Critical Thinking, the more common and tactical of the thinking skills, involves strategic thinking, creative thinking, problem-solving, and decision-making. It has been a hot topic for the past six years in the EDA Research on Trends for Executive Development. In the latest 2016 Survey, respondents also identified the importance of developing Cognitive Readiness in order to be able to effectively think critically.
Organisations are prioritising the development of Cognitive Readiness as the one of priority for leading in a VUCA business environment. This may reflect recognition of its importance for current and emerging leaders and a serious commitment to developing these mental capabilities, or it may simply reflect curiosity about the latest leadership development topic and a desire to avoid being left behind. Either way, two issues are present. First, organisations will need to think creatively about the processes they employ to accelerate the development of Cognitive Readiness in High Potential Leaders. Second, organisations may want to explain why, in practice, Cognitive Readiness is important to their success and then define in much greater depth their expectations of perspective.
Cognitive Readiness – Beyond Critical Thinking
Traditional Critical Thinking is the ability to recognise assumptions, evaluate arguments and draw conclusions. The traditional Critical Thinking competencies typically include strategic thinking, creative thinking, problem-solving and decision-making.
In the 2016 “Trends in Executive Development – A Benchmark Report” by Executive Development Associates (EDA) has defined Cognitive Readiness, on the other hand, as the mental, emotional, and interpersonal preparedness for uncertainty and risk. It complements Critical Thinking by emphasising non-rational, non-logical skills (Hagemann, Bawany et al. 2016)
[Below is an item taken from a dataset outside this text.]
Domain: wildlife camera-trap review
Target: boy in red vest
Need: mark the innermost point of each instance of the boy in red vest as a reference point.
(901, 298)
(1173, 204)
EDA has defined the following set of Cognitive Readiness competencies (See Figure 2):
- Mental Cognition: Recognise and regulate your thoughts and emotions
- Attentional Control: Manage and focus your attention
- Sensemaking:Connect the dots and see the bigger picture
- Intuition: Check your gut, but don’t let it rule your mind
- Problem Solving: Use analytical and creative methods to resolve a challenge
- Adaptability:Be willing and able to change, with shifting conditions
- Communication:Inspire others to action; Create fluid communication pathways
Overall, heightened Cognitive Readiness allows leaders to maintain a better sense of self-control in stressful situations.